Walking further into the hammam, things got steamier and steamier. There were two steam rooms: The moderate one had a raised tile platform under a skylight where women lay, blissing out and sweating in the warm, wet air. The very steamy room next door had air so humid that it was almost hard to breathe. Half the room contained mats to lie down on, the other had a hot tub, where girls lay around the edges sweating. Julie and I started in the moderately steamy steam room. We sat down, clutching our bath towels and packets of savon noir, a black, vegetable-oil-based soap that gave us a Britney Spears in “I’m a Slave 4 U”–level glisten. Some girls even helped smear the savon noir on each other, getting hard-to-reach parts of their amies backs.

After about 15 to 30 minutes, the humidity mingled with the savon noir softened our skin, with bits of dry skin pilling in a delightfully gross way, reminiscent of an old winter sweater. Then it was time for the gommage, where women stood in line waiting to be scrubbed by strong-looking ladies in one-piece bathing suits.

“Is this going to hurt?” Julie asked, a little fearfully. “Yes,” the gommage lady said unapologetically, but not unkindly. She giggled as Julie exclaimed, “Ow, ow, ow,” and moved the mitt all over her body in sweeping motions. She cheerfully did a dead skin “show and tell” for me, revealing the slivers of pale, grey skin pills on Julie’s back as a result of her work. When it was my turn, it was worse, and when I got up, the table looked like I just did Baby Foot to my body. “Ewwwwww, gross,” I said, as the lady smiled with the gratification of performing a beauty treatment that worked. She instructed me to take a shower — twice because I have so much dead skin, and then to head to the main massage room.

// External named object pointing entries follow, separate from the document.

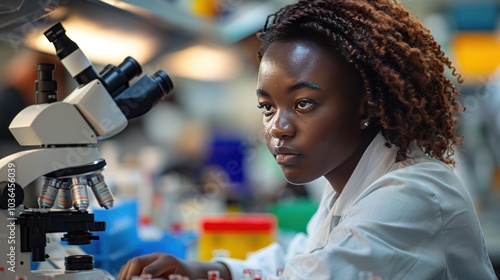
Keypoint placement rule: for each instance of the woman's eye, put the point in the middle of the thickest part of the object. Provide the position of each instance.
(266, 108)
(304, 104)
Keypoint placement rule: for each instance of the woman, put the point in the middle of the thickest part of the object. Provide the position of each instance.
(355, 91)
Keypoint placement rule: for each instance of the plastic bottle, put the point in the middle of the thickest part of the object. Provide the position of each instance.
(247, 274)
(257, 274)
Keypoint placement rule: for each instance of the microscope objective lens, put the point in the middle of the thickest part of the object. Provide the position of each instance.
(64, 198)
(78, 186)
(49, 192)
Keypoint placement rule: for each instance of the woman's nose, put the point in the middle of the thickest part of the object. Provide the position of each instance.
(281, 125)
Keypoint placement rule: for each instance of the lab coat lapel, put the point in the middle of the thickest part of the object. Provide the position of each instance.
(375, 162)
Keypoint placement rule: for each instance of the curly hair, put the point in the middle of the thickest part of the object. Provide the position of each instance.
(400, 63)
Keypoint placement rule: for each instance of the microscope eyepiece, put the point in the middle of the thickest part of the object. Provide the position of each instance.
(45, 85)
(144, 94)
(73, 59)
(116, 78)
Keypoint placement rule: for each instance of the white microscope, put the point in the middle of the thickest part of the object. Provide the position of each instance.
(64, 136)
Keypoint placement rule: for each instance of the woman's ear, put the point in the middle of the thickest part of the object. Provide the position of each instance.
(364, 111)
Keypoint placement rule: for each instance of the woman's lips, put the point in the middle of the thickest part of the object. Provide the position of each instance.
(286, 159)
(285, 155)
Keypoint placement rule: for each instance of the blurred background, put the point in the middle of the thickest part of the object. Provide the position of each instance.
(200, 152)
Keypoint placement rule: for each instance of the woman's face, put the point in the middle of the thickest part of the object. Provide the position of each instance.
(312, 103)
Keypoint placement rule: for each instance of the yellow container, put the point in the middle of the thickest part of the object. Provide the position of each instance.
(238, 234)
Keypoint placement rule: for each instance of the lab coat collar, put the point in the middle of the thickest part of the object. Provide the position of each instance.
(375, 162)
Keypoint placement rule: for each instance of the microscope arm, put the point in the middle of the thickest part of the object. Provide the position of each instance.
(29, 165)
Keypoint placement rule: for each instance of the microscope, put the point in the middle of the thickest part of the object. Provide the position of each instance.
(64, 155)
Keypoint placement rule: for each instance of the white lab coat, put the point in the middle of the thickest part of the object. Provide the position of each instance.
(396, 221)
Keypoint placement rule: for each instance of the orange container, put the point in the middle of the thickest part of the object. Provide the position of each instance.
(238, 234)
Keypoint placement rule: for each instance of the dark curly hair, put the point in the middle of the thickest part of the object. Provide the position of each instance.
(400, 63)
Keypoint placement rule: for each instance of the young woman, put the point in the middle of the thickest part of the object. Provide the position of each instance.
(355, 91)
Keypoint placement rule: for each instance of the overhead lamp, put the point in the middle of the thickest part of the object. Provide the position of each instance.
(204, 63)
(102, 44)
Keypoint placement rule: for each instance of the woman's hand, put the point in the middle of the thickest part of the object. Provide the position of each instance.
(160, 265)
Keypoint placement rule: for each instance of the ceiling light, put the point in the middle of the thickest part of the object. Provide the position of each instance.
(102, 45)
(205, 63)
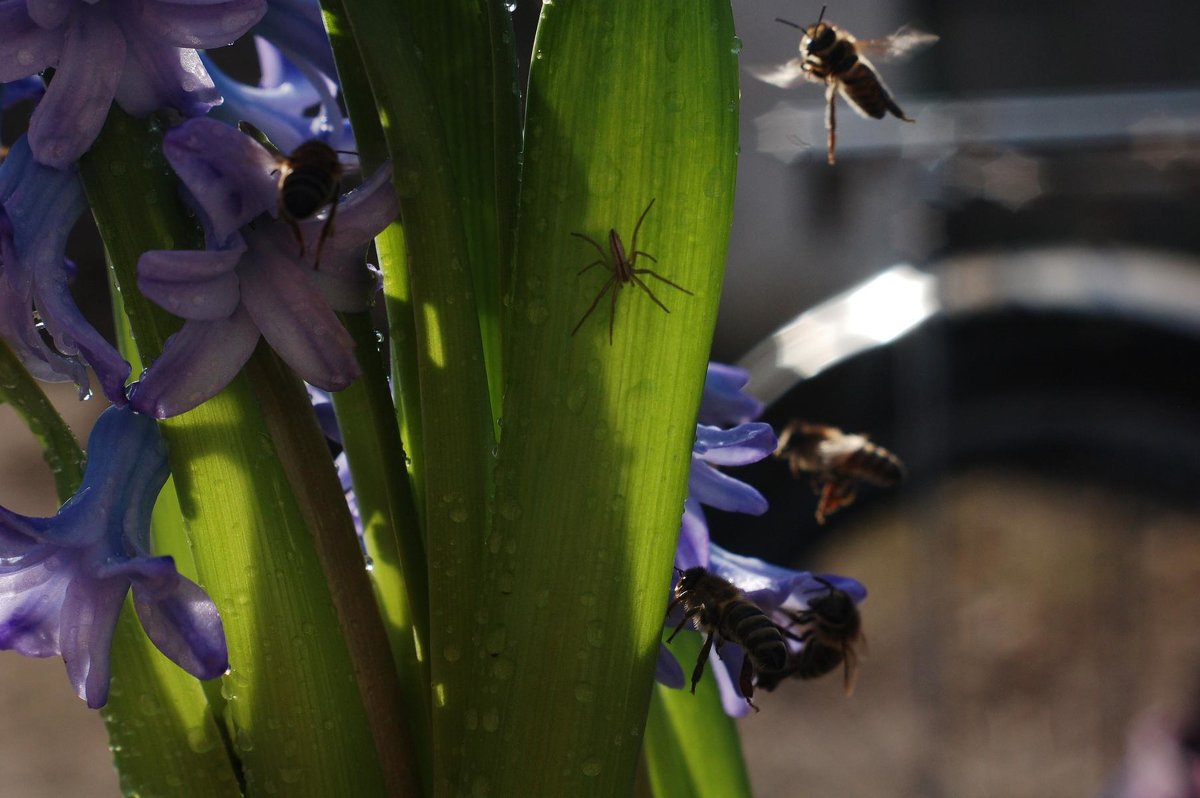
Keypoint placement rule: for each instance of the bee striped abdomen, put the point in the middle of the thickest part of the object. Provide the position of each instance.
(312, 181)
(816, 659)
(749, 627)
(873, 465)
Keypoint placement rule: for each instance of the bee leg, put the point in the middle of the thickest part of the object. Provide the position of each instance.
(325, 232)
(832, 121)
(745, 681)
(687, 617)
(699, 671)
(295, 232)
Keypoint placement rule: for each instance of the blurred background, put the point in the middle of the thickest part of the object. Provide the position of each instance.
(1006, 294)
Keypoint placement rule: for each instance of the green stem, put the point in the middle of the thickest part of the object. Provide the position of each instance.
(59, 445)
(453, 381)
(390, 532)
(307, 733)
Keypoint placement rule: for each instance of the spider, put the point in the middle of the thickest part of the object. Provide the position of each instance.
(623, 271)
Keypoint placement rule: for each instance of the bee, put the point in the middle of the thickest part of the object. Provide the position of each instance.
(837, 462)
(624, 271)
(723, 612)
(832, 628)
(837, 59)
(310, 180)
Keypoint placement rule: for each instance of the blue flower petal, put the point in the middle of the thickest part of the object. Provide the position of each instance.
(193, 285)
(64, 580)
(199, 25)
(724, 401)
(742, 445)
(717, 490)
(196, 364)
(291, 312)
(69, 118)
(157, 76)
(16, 91)
(27, 47)
(39, 205)
(227, 172)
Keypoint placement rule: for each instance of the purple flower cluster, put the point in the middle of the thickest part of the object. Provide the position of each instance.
(775, 591)
(250, 282)
(64, 580)
(139, 52)
(39, 205)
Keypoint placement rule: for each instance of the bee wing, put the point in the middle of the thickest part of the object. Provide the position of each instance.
(785, 76)
(899, 45)
(261, 137)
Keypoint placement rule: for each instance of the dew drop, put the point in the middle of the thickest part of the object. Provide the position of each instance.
(595, 634)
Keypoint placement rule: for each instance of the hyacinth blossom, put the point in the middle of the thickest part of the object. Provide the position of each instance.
(297, 70)
(63, 580)
(251, 282)
(138, 52)
(774, 589)
(39, 205)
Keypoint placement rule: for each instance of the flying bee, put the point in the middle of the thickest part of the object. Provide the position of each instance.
(723, 612)
(837, 59)
(624, 271)
(831, 629)
(837, 462)
(310, 179)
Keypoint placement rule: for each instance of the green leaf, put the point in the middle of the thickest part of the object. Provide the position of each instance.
(162, 723)
(691, 745)
(453, 461)
(59, 445)
(307, 733)
(629, 101)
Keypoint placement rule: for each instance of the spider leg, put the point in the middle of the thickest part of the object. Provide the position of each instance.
(593, 243)
(594, 263)
(660, 277)
(637, 227)
(647, 289)
(594, 303)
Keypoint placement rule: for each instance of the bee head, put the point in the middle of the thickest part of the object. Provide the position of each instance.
(689, 579)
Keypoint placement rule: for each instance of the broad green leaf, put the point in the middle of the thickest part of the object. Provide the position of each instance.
(297, 718)
(691, 745)
(629, 101)
(456, 421)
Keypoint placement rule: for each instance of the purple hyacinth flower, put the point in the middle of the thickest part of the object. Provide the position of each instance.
(251, 280)
(37, 208)
(724, 401)
(16, 91)
(63, 580)
(279, 105)
(138, 52)
(774, 589)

One of the consequences of being in a largely nude group spa is that you see a lot of bodies: old ones, young ones, young-ish ones, bodies with cellulite, bodies with birthmarks, bodies with childbirth scars, soft bodies, and hard bodies. And contrary to French beauty myths, they do come in all sizes. Some French women are thin, some are curvy, some are Rubenesque, and some are average size — just as they are, all the world over.

Nudity is also the great equalizer. Seeing all these naked bodies together, I realized that for all we do to our bodies, whether it be punishing workouts, guzzling green juice, eating weird healthy powders, or indulging in profiteroles, we all basically look the same. If we’re lucky, we have two boobs, two legs, a butt, a midsection, and two arms. The differences between us are a matter of inches of flesh. Among the dozens of bodies at the hammam, no one looked like a Victoria’s Secret model. No one looked like they do on Instagram. The perfect bodies seen in glossies and from the blue light of our screens are the exception rather than the rule.

We fight with our bodies, using them as tools for revenge, or forcing them to “fit in” to seasons, clothes, events, our ideals, and other people’s expectations. Letting it all hang out at the hammam — literally — gave me the freedom to simply exist in my body. None of the women around us were self-conscious; they weren’t tugging at their swimsuits to hide their hip fat, or covering their breasts (apart from Julie and me, who clutched our bath towels like security blankets until the gommage lady yanked them away). My body was naked, but it didn’t feel exposed.

Three hours later, we left the hammam covered in fragrant neroli oil that served as a warm balm against the chilly Paris night. I felt a sense of peace, lulled by the heat, Turkish sweets, the delight over my super-soft skin, and the realization that we’re all the same.